There were a few limitations with the present study. First, the age and breed of the animals were not available, because all the pigs were butchered for meat. Second, only one flexion angle was tested for each joint due to the constraint of the adapters; the corresponding loading condition is similar to that of a standing animal. Third, the system could only record the vertical reaction force and thus the knee response to the transverse loading and bending was not investigated. Finally, the horizontal force and bending moment in the joint required the use of large load cells (10-kN and 15-kN), although the vertical force was well below 1 kN. As a result, we were not able to obtain good data for a very slow compression at 1 μm/s (the data for static compression were taken from the equilibrium response of relaxation tests). However, these limitations do not compromise the qualitative results of the present study.

Conclusions

The force-compression relationship of the fresh porcine joint is highly compression-rate-dependent, which is demonstrated in the present study to be greatly influenced by the fluid pressurization in the cartilaginous tissues. This phenomenon has been previously observed in the mechanical testing with cartilage explants that are immersed in PBS. The present results have been obtained using the whole joints with sealed joint capsules and thus the cartilaginous tissues are intact, saturated with only synovial fluid and subjected to realistic contact and loading conditions. Accordingly, a weaker rate-dependence has been observed in the joint than explant tests, while the trend of variation on the strain-rate is similar.

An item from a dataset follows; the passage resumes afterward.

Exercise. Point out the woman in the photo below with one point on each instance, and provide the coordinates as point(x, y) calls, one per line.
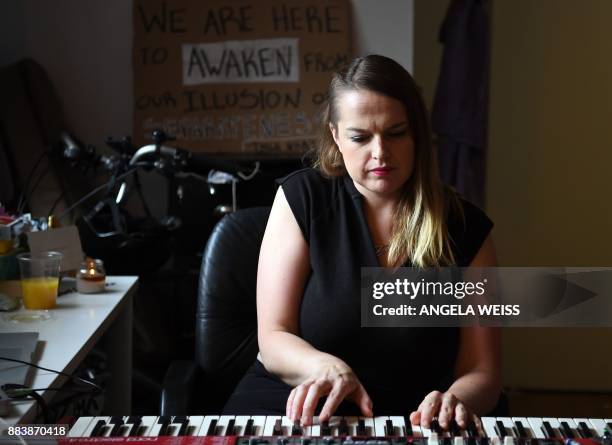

This study has also confirmed the role of menisci in the creep and relaxation behavior of the joint, in addition to the previous finding in the load share in the joint.

Although no animal models will ultimately match human joints, we expect similar mechanical behaviors for the human knee joints, as predicted by our computer simulations of the human joint. Since our daily life involves loading and unloading in the joint at different rates, the results presented here may help understand the injury, repair and mechanobiology of the knee joint.